3. Environments where one could not modify a running user, e.g., on Jenkins pipelines which by default run under Jenkins user and the UID is most probably not the same as UID 1000 which is used in the image.

The source of these issues is that npm_config_prefix is set to /usr/local and npm_config_userconfig is not set at all, so NPM is trying to use HOME folder which in the docker image is set to /. Again, that folder is not writable by any of the users except root, but remember, NPM ignores root user due to https://github.com/npm/cli/blob/37bf6d31bd2f68e661928744833b57dcabbb0d1a/node_modules/@npmcli/promise-spawn/lib/index.js#L13

The only way I found to fix this on Jenkins is set NPM_CONFIG_CACHE to something like /tmp/jenkins/.npm. GitLab/GitHub runners can be fixed in similar manner.

I guess the final fix should be to create .npm cache folder somewhere writable by any user on the docker image, so at least it works by default on CI pipelines.

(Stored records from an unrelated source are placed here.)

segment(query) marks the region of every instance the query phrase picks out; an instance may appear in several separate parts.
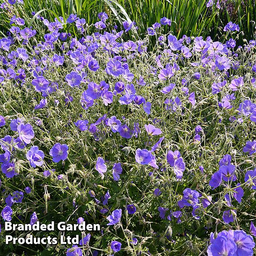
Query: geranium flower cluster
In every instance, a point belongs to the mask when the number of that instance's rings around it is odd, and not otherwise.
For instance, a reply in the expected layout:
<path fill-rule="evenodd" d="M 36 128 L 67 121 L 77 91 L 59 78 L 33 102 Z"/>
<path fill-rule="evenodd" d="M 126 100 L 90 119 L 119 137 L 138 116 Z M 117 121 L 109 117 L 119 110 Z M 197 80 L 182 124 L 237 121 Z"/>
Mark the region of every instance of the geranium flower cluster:
<path fill-rule="evenodd" d="M 18 4 L 2 6 L 1 224 L 100 224 L 47 247 L 68 256 L 253 255 L 255 41 L 236 46 L 232 22 L 224 41 L 178 38 L 168 17 L 142 39 L 104 12 L 36 31 Z"/>

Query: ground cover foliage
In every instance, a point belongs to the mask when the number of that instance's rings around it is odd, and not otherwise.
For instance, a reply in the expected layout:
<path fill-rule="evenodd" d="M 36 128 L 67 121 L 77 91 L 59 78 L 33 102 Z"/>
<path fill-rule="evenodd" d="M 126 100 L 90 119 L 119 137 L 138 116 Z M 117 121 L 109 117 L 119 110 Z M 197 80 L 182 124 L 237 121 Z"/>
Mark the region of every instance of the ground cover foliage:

Maybe create some kind of documented folder specified via npm_config_userconfig so anyone can map it and modify the behaviour of a running user.

P.S. Why NPM tries to spawn a process according to permission on current folder in case it is run by the root user is still a mistery to me. It goes against all commons. Programs should not modify running user.

[nschonni]

https://github.com/nodejs/docker-node/blob/main/docs/BestPractices.md#non-root-user

[ViliusS]

https://github.com/nodejs/docker-node/blob/main/docs/BestPractices.md#non-root-user

Yes, I saw that, but this assumes that Docker image can be modified. In a lot of cases, you cannot do that. Free GitLab runners are one such example.

[sasskinn12]

I confirm, the issue is still exist in latest 16.17.1 docker images when we run them on Openshift/Kubernetes. We need to run latest node 16 version images because of security policy we have! Node 16.15.0 Docker image worked before for us just fine. Now something is changed/broken on later releases.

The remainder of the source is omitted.